Introduction
An application can run an IBM® Transformation Extender map on a web server either synchronously or asynchronously. Use synchronous processing to run a map that must complete before it returns a response to the calling application. When you run a map asynchronously, the API returns URLs that an application can use to check the status of a long-running map and to retrieve output data and audit and trace logs when the map completes.
Running a map asynchronously requires a Redis server in addition to the web server. See the product release notes for details.
The servlet that implements the ITX REST APIs can run as a separate process from the web server process, in fenced run mode. Fenced mode ensures that an ITX failure does not affect the web server. Fenced mode is required to run a map asynchronously. In unfenced run mode, the servlet runs within the web server. Run maps in unfenced mode only for demos or during testing; do not use unfenced mode in production.
The HTTP request that invokes a map can pass data to one or more of the map's input cards. The HTTP response can return one or more map outputs. The API call can specify an adapter override that causes the map to receive input from an adapter or write output data to an adapter.

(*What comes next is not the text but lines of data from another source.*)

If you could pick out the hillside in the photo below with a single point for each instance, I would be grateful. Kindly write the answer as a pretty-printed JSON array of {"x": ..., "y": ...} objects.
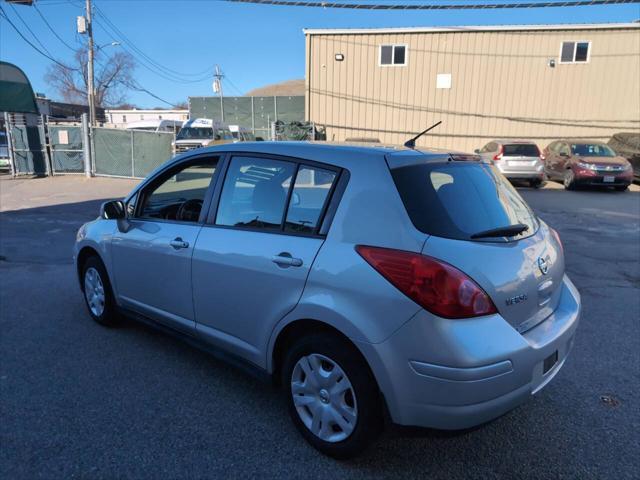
[{"x": 287, "y": 88}]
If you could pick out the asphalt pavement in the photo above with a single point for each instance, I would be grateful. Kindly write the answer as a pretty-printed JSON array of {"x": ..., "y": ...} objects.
[{"x": 81, "y": 401}]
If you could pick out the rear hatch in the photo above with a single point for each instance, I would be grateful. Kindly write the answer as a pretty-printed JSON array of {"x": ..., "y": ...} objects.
[
  {"x": 465, "y": 206},
  {"x": 520, "y": 156}
]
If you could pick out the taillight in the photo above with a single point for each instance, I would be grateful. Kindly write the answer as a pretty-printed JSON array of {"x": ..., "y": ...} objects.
[
  {"x": 557, "y": 237},
  {"x": 434, "y": 285}
]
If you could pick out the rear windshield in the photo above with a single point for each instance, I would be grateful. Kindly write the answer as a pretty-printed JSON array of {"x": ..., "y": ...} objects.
[
  {"x": 459, "y": 199},
  {"x": 592, "y": 150},
  {"x": 521, "y": 150}
]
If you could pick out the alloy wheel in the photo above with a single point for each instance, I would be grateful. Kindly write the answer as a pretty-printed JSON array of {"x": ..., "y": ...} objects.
[
  {"x": 568, "y": 179},
  {"x": 94, "y": 291},
  {"x": 324, "y": 398}
]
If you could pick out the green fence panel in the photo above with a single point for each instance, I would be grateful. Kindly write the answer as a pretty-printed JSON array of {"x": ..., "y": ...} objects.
[
  {"x": 67, "y": 155},
  {"x": 112, "y": 152},
  {"x": 238, "y": 110},
  {"x": 150, "y": 150},
  {"x": 264, "y": 112},
  {"x": 29, "y": 157}
]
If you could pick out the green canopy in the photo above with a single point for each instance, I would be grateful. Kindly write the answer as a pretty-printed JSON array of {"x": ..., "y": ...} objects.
[{"x": 16, "y": 94}]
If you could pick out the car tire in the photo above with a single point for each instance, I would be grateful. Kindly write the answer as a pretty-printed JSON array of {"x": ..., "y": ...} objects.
[
  {"x": 97, "y": 292},
  {"x": 315, "y": 369},
  {"x": 569, "y": 180}
]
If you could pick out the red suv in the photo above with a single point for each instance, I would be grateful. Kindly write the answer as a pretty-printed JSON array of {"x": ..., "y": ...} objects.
[{"x": 584, "y": 162}]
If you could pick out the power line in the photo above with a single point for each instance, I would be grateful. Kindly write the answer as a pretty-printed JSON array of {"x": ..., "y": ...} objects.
[
  {"x": 182, "y": 76},
  {"x": 52, "y": 29},
  {"x": 486, "y": 6},
  {"x": 136, "y": 86},
  {"x": 3, "y": 14},
  {"x": 29, "y": 28}
]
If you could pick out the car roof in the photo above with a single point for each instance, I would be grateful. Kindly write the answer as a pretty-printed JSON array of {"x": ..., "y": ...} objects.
[
  {"x": 339, "y": 154},
  {"x": 582, "y": 141},
  {"x": 509, "y": 141}
]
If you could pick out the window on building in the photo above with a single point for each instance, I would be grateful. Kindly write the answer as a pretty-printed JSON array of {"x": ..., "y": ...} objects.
[
  {"x": 575, "y": 52},
  {"x": 393, "y": 54}
]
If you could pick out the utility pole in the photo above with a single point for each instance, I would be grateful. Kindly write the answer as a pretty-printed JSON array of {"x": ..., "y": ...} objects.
[
  {"x": 217, "y": 87},
  {"x": 90, "y": 80}
]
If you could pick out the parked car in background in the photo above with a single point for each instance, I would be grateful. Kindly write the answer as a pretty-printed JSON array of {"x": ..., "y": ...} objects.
[
  {"x": 516, "y": 160},
  {"x": 363, "y": 279},
  {"x": 627, "y": 145},
  {"x": 241, "y": 134},
  {"x": 586, "y": 163},
  {"x": 156, "y": 125},
  {"x": 201, "y": 132},
  {"x": 4, "y": 151}
]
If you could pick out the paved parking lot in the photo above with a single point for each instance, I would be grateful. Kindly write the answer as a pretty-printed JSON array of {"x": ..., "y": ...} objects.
[{"x": 79, "y": 400}]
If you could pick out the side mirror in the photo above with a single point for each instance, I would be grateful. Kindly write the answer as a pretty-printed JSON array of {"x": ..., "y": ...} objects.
[{"x": 112, "y": 210}]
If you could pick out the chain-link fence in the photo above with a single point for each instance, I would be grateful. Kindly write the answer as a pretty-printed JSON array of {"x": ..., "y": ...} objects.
[
  {"x": 129, "y": 153},
  {"x": 256, "y": 114},
  {"x": 297, "y": 131}
]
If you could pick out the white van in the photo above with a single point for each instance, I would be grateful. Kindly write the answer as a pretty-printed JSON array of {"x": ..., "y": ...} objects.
[
  {"x": 201, "y": 132},
  {"x": 156, "y": 125}
]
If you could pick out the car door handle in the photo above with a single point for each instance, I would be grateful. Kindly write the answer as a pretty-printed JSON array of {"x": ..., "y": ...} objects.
[
  {"x": 285, "y": 259},
  {"x": 178, "y": 243}
]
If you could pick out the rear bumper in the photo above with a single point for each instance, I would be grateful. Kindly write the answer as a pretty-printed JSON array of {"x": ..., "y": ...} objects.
[
  {"x": 533, "y": 172},
  {"x": 455, "y": 374}
]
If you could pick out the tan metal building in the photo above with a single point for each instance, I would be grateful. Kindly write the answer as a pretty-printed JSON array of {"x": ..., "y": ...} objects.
[{"x": 535, "y": 82}]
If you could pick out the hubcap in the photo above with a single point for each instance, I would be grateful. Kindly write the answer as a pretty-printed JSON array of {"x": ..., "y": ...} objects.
[
  {"x": 324, "y": 398},
  {"x": 568, "y": 178},
  {"x": 94, "y": 291}
]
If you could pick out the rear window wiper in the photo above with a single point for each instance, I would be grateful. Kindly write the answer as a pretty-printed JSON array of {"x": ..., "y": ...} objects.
[{"x": 508, "y": 231}]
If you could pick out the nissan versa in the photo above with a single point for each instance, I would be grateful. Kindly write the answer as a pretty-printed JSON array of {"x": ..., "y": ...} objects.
[{"x": 368, "y": 282}]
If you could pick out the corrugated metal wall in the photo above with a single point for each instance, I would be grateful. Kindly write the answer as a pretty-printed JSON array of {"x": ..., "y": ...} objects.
[{"x": 502, "y": 86}]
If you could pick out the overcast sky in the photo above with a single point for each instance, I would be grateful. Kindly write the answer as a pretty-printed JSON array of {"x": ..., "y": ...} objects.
[{"x": 255, "y": 45}]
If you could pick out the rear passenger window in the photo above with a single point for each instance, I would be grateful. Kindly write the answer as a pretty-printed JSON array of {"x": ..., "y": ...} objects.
[
  {"x": 309, "y": 196},
  {"x": 254, "y": 194}
]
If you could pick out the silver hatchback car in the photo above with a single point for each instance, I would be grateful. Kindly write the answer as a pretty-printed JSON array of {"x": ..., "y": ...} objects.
[
  {"x": 368, "y": 282},
  {"x": 516, "y": 160}
]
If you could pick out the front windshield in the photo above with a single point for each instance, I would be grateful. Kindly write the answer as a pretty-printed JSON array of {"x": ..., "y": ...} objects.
[
  {"x": 195, "y": 133},
  {"x": 591, "y": 150}
]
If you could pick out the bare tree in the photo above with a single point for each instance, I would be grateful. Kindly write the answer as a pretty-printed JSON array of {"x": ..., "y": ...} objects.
[{"x": 113, "y": 78}]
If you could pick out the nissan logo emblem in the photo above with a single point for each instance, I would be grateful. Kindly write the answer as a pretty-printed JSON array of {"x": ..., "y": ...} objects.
[{"x": 543, "y": 265}]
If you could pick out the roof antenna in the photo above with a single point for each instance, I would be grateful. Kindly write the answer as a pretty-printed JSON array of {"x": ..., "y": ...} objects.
[{"x": 412, "y": 143}]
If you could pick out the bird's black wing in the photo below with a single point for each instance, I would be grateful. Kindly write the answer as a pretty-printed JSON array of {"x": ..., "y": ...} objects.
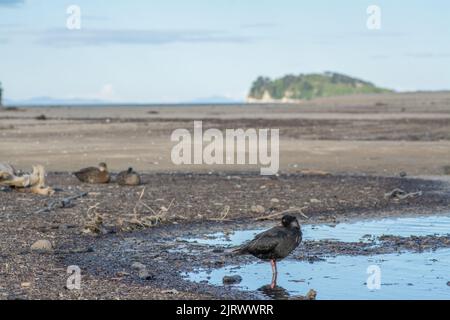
[{"x": 265, "y": 242}]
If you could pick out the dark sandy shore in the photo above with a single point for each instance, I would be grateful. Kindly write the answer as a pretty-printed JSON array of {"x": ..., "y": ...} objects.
[{"x": 195, "y": 204}]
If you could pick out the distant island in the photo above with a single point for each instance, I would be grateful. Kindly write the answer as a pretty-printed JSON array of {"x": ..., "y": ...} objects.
[{"x": 292, "y": 88}]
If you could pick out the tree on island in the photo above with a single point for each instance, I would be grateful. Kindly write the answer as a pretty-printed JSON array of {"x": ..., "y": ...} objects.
[{"x": 1, "y": 95}]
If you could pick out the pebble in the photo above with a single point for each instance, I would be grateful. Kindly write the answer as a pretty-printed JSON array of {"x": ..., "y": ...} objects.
[
  {"x": 42, "y": 245},
  {"x": 145, "y": 275},
  {"x": 232, "y": 279},
  {"x": 171, "y": 291},
  {"x": 138, "y": 266}
]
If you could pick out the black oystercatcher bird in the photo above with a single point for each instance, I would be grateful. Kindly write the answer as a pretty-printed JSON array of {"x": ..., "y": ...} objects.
[
  {"x": 94, "y": 175},
  {"x": 275, "y": 244},
  {"x": 128, "y": 178}
]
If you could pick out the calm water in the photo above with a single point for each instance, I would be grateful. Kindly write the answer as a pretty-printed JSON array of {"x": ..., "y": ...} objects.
[{"x": 346, "y": 232}]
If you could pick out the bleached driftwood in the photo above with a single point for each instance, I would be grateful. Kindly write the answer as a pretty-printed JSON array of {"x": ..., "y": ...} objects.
[{"x": 33, "y": 182}]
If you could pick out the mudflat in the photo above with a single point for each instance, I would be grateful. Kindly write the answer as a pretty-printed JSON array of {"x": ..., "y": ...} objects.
[{"x": 339, "y": 157}]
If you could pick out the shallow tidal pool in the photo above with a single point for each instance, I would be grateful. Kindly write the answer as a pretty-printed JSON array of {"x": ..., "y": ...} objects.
[{"x": 409, "y": 275}]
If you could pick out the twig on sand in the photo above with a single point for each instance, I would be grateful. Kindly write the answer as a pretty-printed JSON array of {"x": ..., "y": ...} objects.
[
  {"x": 278, "y": 214},
  {"x": 62, "y": 203}
]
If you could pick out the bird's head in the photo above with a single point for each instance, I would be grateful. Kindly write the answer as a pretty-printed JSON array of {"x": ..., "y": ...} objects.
[{"x": 290, "y": 222}]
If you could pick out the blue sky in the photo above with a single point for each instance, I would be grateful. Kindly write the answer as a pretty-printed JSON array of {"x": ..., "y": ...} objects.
[{"x": 177, "y": 51}]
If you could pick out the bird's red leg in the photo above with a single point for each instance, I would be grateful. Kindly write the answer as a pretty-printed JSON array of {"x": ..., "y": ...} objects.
[{"x": 274, "y": 274}]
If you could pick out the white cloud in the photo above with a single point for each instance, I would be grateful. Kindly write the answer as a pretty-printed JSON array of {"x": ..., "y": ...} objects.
[{"x": 106, "y": 92}]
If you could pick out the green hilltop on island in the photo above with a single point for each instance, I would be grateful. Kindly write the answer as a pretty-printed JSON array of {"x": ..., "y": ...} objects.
[{"x": 292, "y": 88}]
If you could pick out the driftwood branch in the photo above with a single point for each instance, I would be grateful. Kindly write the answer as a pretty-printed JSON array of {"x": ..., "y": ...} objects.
[{"x": 281, "y": 213}]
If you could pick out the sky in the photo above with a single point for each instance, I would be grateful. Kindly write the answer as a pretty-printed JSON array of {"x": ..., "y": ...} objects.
[{"x": 180, "y": 51}]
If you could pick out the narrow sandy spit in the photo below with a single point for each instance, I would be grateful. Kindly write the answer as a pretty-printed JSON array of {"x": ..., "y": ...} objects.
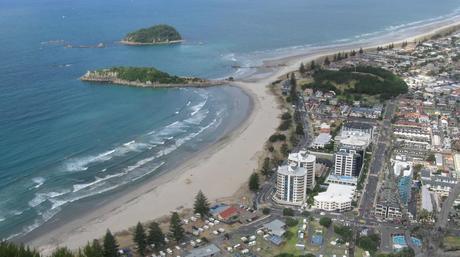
[{"x": 219, "y": 170}]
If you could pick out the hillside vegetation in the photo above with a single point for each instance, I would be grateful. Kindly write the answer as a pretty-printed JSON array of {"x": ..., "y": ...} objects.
[{"x": 359, "y": 80}]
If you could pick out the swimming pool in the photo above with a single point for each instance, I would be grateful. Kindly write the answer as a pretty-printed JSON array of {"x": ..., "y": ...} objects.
[
  {"x": 399, "y": 242},
  {"x": 417, "y": 242}
]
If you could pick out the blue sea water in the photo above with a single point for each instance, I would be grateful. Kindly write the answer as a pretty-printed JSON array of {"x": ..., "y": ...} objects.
[{"x": 63, "y": 141}]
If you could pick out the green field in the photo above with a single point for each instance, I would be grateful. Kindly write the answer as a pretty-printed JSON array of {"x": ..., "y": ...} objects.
[{"x": 451, "y": 243}]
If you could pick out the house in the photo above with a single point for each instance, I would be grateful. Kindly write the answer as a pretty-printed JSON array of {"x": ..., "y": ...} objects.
[
  {"x": 275, "y": 228},
  {"x": 205, "y": 251},
  {"x": 228, "y": 215}
]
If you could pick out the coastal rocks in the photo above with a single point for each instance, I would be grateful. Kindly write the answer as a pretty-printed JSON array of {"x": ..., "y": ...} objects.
[{"x": 144, "y": 77}]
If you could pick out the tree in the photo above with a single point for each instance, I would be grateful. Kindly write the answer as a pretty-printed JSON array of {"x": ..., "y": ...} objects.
[
  {"x": 201, "y": 205},
  {"x": 266, "y": 211},
  {"x": 288, "y": 212},
  {"x": 284, "y": 149},
  {"x": 299, "y": 129},
  {"x": 175, "y": 227},
  {"x": 254, "y": 182},
  {"x": 62, "y": 252},
  {"x": 302, "y": 68},
  {"x": 293, "y": 92},
  {"x": 266, "y": 170},
  {"x": 325, "y": 222},
  {"x": 156, "y": 236},
  {"x": 110, "y": 245},
  {"x": 290, "y": 222},
  {"x": 431, "y": 158},
  {"x": 140, "y": 238},
  {"x": 369, "y": 243},
  {"x": 345, "y": 232},
  {"x": 93, "y": 250}
]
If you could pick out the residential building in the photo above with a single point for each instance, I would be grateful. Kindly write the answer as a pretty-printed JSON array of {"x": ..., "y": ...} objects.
[
  {"x": 291, "y": 185},
  {"x": 321, "y": 141},
  {"x": 348, "y": 162},
  {"x": 304, "y": 160},
  {"x": 387, "y": 206},
  {"x": 336, "y": 198}
]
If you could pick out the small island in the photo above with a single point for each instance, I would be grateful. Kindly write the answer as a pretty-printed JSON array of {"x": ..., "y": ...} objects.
[
  {"x": 144, "y": 77},
  {"x": 155, "y": 35}
]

In addition, ITX provides a REST API that you can use to catalog maps and generate Swagger documentation for them. An application can run a cataloged map without specifying the URL of the map location or the cards to override, simplifying the web service call. This approach enables maps to be exposed as REST API endpoints without the need for the caller of the API to be aware of any ITX specifics.
The product release notes describe the prerequisites and required configuration to use the REST API and the tutorial.